On Thu, Dec 08, 2016 at 01:49:42PM +0000, Bharat Kumar Gogada wrote:
> Hi,
> 
> Did anyone test Atheros ATH9 driver(drivers/net/wireless/ath/ath9k/)
> on ARM64.  The end point is TP link wifi card with which supports
> only legacy interrupts.

If it works on other arches and the arm64 PCI enumeration works, my
first guess would be an INTx issue, e.g., maybe the driver is waiting
for an interrupt that never arrives.

> We are trying to test it on ARM64 with
> (drivers/pci/host/pcie-xilinx-nwl.c) as root port.
> 
> EP is getting enumerated and able to link up. 
> 
> But when we start scan system gets hanged.

When you say the system hangs when you start a scan, I assume you mean
a wifi scan, not the PCI enumeration.  A problem with a wifi scan
might cause a *process* to hang, but it shouldn't hang the entire
system.

> When we took trace we see that after we start scan assert message is
> sent but there is no de assert from end point.

Are you talking about a trace from a PCIe analyzer?  Do you see an
Assert_INTx PCIe message on the link?

> What might cause end point not sending de assert ?

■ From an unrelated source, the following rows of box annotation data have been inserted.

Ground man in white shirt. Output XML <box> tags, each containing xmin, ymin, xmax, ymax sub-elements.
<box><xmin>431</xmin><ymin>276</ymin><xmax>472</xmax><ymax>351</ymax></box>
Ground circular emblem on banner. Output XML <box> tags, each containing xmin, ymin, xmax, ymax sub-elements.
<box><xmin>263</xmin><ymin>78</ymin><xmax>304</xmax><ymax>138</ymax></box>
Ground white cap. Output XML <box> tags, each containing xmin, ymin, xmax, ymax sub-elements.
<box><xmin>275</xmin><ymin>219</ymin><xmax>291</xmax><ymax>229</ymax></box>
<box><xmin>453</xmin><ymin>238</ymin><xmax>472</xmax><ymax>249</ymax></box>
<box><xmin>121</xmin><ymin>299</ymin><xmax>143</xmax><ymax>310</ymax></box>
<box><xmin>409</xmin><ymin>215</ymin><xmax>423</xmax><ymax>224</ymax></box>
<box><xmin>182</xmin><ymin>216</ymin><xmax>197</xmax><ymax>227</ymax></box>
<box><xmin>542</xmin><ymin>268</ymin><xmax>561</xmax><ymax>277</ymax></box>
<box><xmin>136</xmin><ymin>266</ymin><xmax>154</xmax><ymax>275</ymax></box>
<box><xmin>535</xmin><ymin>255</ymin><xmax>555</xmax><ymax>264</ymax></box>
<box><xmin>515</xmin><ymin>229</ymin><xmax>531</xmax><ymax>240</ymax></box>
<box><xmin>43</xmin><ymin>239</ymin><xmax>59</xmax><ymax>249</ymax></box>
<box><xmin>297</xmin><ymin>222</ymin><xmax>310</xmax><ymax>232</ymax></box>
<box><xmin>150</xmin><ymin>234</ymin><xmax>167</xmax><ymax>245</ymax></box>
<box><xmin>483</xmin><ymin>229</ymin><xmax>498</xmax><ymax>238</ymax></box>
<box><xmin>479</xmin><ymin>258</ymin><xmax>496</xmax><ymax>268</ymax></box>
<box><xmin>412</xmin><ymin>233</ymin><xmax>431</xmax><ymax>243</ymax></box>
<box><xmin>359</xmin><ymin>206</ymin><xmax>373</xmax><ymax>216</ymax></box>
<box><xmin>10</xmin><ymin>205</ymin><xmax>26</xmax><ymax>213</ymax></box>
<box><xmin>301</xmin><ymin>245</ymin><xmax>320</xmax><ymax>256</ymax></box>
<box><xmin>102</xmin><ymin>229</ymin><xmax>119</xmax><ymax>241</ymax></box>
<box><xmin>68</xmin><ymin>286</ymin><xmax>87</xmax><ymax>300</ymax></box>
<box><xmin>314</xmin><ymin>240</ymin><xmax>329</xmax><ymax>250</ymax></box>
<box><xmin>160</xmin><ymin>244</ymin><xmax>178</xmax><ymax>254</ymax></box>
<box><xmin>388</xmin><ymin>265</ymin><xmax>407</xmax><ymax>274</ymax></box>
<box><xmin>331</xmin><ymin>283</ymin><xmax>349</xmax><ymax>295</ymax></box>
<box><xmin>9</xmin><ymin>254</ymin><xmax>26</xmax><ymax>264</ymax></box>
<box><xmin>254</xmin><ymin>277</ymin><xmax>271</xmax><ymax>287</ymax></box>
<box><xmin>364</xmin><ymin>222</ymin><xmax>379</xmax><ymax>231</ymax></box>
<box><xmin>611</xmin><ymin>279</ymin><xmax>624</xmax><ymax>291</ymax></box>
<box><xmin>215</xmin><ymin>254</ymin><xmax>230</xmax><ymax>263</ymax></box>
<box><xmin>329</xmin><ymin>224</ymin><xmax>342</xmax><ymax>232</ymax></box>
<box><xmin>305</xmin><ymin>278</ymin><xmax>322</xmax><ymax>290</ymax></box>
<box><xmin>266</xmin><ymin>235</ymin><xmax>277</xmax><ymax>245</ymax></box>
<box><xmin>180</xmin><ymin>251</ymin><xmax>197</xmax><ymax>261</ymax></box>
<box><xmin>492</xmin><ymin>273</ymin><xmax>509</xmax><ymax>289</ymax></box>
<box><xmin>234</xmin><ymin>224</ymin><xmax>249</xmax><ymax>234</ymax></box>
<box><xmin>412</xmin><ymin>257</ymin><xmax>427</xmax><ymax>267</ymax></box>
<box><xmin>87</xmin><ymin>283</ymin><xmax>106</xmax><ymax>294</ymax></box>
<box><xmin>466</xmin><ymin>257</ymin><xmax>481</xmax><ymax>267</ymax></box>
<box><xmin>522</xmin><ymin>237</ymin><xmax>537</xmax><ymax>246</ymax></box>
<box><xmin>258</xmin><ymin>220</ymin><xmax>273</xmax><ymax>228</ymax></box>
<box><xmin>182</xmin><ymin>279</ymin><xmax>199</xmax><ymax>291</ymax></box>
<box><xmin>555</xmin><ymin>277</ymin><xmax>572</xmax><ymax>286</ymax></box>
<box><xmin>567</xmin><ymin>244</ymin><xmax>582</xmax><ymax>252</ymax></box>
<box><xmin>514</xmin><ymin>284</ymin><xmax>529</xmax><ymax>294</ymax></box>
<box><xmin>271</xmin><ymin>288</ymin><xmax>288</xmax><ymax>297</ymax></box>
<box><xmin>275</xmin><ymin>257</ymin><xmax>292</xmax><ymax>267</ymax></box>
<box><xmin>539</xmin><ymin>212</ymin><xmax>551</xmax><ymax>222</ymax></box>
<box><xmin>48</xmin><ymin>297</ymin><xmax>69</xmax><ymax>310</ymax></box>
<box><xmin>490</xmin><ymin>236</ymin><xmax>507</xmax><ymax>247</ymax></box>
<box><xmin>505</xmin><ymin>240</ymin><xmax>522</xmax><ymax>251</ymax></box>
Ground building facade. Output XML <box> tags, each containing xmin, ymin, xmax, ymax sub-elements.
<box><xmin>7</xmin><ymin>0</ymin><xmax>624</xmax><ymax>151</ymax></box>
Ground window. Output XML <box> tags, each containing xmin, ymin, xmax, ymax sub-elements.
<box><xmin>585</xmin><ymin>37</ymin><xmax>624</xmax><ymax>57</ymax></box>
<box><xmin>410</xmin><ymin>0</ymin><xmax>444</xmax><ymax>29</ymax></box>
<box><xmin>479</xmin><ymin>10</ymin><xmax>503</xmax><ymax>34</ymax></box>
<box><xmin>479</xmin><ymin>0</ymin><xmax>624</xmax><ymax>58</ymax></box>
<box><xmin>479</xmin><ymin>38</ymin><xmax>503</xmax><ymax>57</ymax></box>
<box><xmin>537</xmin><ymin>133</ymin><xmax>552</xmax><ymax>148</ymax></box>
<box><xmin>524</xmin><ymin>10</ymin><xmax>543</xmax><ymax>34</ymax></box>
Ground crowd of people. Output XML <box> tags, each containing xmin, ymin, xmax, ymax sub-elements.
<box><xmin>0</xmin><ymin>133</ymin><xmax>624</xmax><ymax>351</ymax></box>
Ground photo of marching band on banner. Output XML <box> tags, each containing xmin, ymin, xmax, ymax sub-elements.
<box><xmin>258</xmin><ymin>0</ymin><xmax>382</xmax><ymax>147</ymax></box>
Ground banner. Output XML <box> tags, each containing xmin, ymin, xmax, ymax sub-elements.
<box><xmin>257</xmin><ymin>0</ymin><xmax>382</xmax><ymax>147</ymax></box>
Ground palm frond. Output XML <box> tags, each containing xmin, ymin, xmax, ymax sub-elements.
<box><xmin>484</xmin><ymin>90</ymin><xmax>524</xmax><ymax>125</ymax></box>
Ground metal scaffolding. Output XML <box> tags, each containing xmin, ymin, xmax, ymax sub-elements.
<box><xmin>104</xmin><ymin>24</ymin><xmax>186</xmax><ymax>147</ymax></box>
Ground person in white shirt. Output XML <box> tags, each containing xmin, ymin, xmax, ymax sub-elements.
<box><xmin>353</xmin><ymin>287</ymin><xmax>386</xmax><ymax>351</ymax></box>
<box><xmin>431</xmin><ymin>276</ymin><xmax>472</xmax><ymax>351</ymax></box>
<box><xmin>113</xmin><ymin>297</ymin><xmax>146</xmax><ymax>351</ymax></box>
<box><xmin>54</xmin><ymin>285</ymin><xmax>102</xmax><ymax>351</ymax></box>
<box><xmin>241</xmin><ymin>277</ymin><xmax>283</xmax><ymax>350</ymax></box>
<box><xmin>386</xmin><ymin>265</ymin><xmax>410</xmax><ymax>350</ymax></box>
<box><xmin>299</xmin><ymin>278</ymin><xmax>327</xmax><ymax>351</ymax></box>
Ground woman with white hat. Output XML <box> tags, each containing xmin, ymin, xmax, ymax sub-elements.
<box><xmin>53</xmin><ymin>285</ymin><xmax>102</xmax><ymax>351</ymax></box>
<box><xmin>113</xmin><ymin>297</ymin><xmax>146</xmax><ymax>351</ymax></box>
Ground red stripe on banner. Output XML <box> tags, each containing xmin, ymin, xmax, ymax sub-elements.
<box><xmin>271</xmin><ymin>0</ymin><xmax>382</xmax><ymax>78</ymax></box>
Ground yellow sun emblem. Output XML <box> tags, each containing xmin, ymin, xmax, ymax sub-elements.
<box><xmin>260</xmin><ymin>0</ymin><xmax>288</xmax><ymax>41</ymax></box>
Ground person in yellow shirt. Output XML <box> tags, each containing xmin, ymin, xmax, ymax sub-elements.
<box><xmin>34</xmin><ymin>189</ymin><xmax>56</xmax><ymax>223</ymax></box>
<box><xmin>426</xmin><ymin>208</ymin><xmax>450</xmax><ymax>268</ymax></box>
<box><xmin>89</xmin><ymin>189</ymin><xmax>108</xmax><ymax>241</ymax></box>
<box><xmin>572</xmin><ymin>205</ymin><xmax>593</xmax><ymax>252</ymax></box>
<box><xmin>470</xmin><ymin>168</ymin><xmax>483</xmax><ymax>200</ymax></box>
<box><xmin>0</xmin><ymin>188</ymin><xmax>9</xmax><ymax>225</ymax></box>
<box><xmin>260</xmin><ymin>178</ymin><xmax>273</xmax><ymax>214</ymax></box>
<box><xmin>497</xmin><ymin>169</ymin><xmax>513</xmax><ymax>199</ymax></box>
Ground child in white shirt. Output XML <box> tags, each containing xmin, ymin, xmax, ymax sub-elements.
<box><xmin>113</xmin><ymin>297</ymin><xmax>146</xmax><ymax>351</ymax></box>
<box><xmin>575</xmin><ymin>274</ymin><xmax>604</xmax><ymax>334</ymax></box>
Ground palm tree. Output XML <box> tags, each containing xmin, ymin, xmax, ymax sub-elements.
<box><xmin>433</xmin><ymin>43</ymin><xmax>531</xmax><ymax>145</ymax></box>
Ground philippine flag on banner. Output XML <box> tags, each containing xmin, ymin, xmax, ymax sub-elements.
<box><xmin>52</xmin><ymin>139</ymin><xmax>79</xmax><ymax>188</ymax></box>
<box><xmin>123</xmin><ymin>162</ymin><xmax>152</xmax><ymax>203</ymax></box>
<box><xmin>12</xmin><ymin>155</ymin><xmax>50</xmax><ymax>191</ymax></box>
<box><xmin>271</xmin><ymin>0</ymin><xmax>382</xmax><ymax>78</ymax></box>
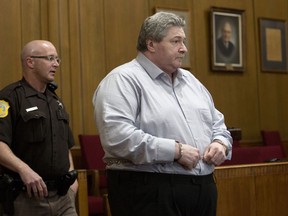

If the endpoint doesn't send a Deassert_INTx message, I expect that
would mean the driver didn't service the interrupt and remove the
condition that caused the device to assert the interrupt in the first
place.

If the driver didn't receive the interrupt, it couldn't service it, of
course.  You could add a printk in the ath9k interrupt service
routine to see if you ever get there.

> We are not seeing any issues on 32-bit ARM platform and X86
> platform. 

Can you collect a dmesg log (or, if the system hang means you can't
collect that, a console log with "ignore_loglevel"), and "lspci -vv"
output as root?  That should have clues about whether the INTx got
routed correctly.  /proc/interrupts should also show whether we're
receiving interrupts from the device.